Mycotoxins are poisonous secondary metabolites produced by certain fungi present in cereal crops. Of current concern to the European cereals industry are the 'field' mycotoxins produced by the genus fusarium (such as deoxynivalenol, fumonisin B1 and zearalenone) and storage mycotoxins, in particular ochratoxin A. The stability of mycotoxins means that they can persist through the food chain and in some cases this includes accumulation in livestock tissue, which is subsequently eaten by the general public.
Developing management systems for the control of mycotoxins produced by fusarium is complicated, due to the numerous factors involved in the cereal production process. It was the aim of this project to identify points and risk factors in the commercial flow of grain that are critical to the management of mycotoxin contamination, in order to minimise consumers exposure to mycotoxins.

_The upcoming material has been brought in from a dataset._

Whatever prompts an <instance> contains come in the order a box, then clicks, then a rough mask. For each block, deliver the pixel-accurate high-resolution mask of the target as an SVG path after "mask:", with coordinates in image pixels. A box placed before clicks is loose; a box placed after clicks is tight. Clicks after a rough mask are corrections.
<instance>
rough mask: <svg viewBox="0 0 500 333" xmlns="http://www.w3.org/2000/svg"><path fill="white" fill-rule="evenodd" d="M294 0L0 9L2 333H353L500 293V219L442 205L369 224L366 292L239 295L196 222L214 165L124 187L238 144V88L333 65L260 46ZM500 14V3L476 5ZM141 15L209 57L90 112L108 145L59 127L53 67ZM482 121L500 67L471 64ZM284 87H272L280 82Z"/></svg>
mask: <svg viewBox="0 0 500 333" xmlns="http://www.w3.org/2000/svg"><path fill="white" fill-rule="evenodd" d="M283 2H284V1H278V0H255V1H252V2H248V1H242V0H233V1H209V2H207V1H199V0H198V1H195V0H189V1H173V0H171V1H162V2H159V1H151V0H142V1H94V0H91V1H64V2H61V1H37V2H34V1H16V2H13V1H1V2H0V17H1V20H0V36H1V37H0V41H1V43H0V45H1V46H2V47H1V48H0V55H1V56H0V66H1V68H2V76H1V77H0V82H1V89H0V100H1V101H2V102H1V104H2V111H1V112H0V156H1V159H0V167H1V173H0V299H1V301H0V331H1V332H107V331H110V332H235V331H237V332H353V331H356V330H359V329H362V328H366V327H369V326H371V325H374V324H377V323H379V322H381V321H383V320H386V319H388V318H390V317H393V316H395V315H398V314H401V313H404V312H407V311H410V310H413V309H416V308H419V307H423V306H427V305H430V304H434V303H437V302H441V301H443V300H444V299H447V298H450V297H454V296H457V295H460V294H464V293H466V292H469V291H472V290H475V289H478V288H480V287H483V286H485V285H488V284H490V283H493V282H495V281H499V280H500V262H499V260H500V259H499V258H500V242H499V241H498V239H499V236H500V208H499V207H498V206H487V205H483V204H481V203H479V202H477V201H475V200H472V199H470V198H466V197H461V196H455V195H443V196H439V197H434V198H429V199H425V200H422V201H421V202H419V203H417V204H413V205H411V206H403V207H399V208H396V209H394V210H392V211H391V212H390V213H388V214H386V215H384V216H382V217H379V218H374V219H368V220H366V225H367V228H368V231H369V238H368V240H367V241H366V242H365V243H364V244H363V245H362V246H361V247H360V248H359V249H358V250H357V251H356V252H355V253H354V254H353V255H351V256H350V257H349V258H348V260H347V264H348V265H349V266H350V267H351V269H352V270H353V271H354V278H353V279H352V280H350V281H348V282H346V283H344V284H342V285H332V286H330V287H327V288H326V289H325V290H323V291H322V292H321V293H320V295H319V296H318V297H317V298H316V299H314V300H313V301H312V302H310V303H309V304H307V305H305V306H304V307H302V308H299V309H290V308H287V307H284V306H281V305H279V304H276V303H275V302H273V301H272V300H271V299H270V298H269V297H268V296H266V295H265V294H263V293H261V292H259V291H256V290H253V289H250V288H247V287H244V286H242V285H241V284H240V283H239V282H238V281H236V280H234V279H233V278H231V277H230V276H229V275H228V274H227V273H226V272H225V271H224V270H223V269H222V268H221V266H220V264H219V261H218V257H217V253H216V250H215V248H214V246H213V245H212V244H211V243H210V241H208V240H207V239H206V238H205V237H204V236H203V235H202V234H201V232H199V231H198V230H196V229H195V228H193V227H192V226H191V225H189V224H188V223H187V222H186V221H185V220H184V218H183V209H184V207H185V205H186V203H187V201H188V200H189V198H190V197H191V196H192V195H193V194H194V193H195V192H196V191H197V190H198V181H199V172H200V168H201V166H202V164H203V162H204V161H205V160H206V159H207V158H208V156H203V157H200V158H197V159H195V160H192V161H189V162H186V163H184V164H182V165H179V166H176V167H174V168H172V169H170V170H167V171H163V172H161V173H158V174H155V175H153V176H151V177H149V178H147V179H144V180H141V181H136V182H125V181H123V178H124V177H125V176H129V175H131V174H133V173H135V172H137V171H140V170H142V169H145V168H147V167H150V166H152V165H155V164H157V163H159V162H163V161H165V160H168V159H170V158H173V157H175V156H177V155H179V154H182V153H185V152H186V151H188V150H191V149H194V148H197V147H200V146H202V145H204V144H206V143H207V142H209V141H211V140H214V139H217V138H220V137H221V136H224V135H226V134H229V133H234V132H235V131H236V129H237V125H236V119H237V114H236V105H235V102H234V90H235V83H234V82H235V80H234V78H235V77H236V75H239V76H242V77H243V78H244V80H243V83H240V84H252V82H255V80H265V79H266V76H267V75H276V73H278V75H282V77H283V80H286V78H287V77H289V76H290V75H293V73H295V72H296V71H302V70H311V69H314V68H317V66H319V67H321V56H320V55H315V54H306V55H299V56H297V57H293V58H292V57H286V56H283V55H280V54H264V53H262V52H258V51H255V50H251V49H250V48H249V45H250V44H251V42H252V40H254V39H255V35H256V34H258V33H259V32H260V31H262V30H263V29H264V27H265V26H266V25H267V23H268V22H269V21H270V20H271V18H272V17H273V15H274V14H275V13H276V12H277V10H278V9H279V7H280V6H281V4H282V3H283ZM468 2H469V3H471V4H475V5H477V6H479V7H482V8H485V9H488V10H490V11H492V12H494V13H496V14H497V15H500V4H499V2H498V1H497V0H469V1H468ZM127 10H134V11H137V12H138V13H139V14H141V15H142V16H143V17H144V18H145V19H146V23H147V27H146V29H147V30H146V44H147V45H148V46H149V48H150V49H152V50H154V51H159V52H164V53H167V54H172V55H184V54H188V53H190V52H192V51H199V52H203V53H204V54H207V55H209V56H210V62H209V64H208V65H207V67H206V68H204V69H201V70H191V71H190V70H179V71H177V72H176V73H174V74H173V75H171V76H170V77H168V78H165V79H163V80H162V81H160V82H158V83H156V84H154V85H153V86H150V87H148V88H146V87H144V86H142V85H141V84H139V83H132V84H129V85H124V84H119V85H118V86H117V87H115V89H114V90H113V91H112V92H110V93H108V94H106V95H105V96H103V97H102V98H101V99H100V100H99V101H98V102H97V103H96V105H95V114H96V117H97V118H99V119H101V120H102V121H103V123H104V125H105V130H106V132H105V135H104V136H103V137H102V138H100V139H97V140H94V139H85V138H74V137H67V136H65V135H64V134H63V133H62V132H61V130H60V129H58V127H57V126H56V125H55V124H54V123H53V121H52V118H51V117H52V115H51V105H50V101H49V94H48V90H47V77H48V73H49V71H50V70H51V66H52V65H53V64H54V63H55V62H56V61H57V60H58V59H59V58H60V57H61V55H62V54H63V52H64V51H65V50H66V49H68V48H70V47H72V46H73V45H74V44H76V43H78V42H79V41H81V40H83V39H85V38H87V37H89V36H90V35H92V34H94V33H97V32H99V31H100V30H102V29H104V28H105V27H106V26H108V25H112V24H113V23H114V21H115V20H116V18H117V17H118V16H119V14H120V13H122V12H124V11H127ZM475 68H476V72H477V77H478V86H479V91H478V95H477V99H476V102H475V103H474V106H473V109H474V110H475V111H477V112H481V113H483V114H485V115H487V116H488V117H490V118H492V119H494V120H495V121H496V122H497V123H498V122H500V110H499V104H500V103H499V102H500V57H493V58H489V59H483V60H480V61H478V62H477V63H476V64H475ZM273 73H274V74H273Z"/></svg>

This research project provided an analysis of what is currently known about fusarium mycotoxins together with the commercial flow of the three major cereals grown in the EU: wheat, maize and barley, using food quality management techniques such as Hazard Analysis Critical Control Point (HACCP). This project identified the key factors influencing the production of these mycotoxins with the aim of highlighting quality control/assurance techniques to satisfactorily manage these risk factors within a commercial context and so reduce the risk of mycotoxin contamination to the consumer.
Mycotoxin contamination by members of the genus fusarium generally occurs in the field, depending on a range of factors. Prevention of such contamination is achieved using quality assurance principles. This report describes the results of a survey of literature relating to contamination of grain by fusarium toxins, together with the trading and processing of grain within the EU. These data have been subjected to critical path analysis.
In-house and external literature databases, including the Internet, were searched and a library of approximately 3,000 entries compiled. This formed the basis of a literature review which was subsequently interrogated and analysed.
Analyses for the flow of grain from field to primary processor were performed within the context of a 'Universal set flow diagram', which describes the generalised flow of grain within the EU. These data were subjected to critical path analysis using HACCP (Hazard Analysis Critical Control Point) principles, and both critical and quality control points (CCPs and QCPs) were identified. Similar studies were performed for the manufacture of bread, beer, cornflakes and maize starch.
In the case of bread there are steps, particularly in the milling process, which can assist in reducing the risk of mycotoxin consumption by the consumer. Key points where control can be exerted concern the provenance of the grain and application of appropriate supplier assurance schemes (which incorporate mycotoxin surveillance programmes) and, depending on local conditions, introduction of equipment which can remove fusarium-damaged grains (such as gravity tables) in the screen room.
Commercial products produced from the dry milling (cornflakes) and wet milling (starch) of maize have been evaluated. The integrity of the original raw material is the key factor in minimising the risk of mycotoxin contamination. A number of process steps could contribute to significant reductions in some of the mycotoxins associated with maize.
The results of this exercise demonstrate that development of appropriate risk reduction practices, primarily on farms, will significantly assist in reducing the incidence of mycotoxin contamination in the food chain. A number of easily measurable quality parameters have been identified which enable such systems to be monitored and their efficacy can be verified by appropriate mycotoxin analyses. The overall efficacy of such systems can be enforced by appropriate supplier quality assurance programmes.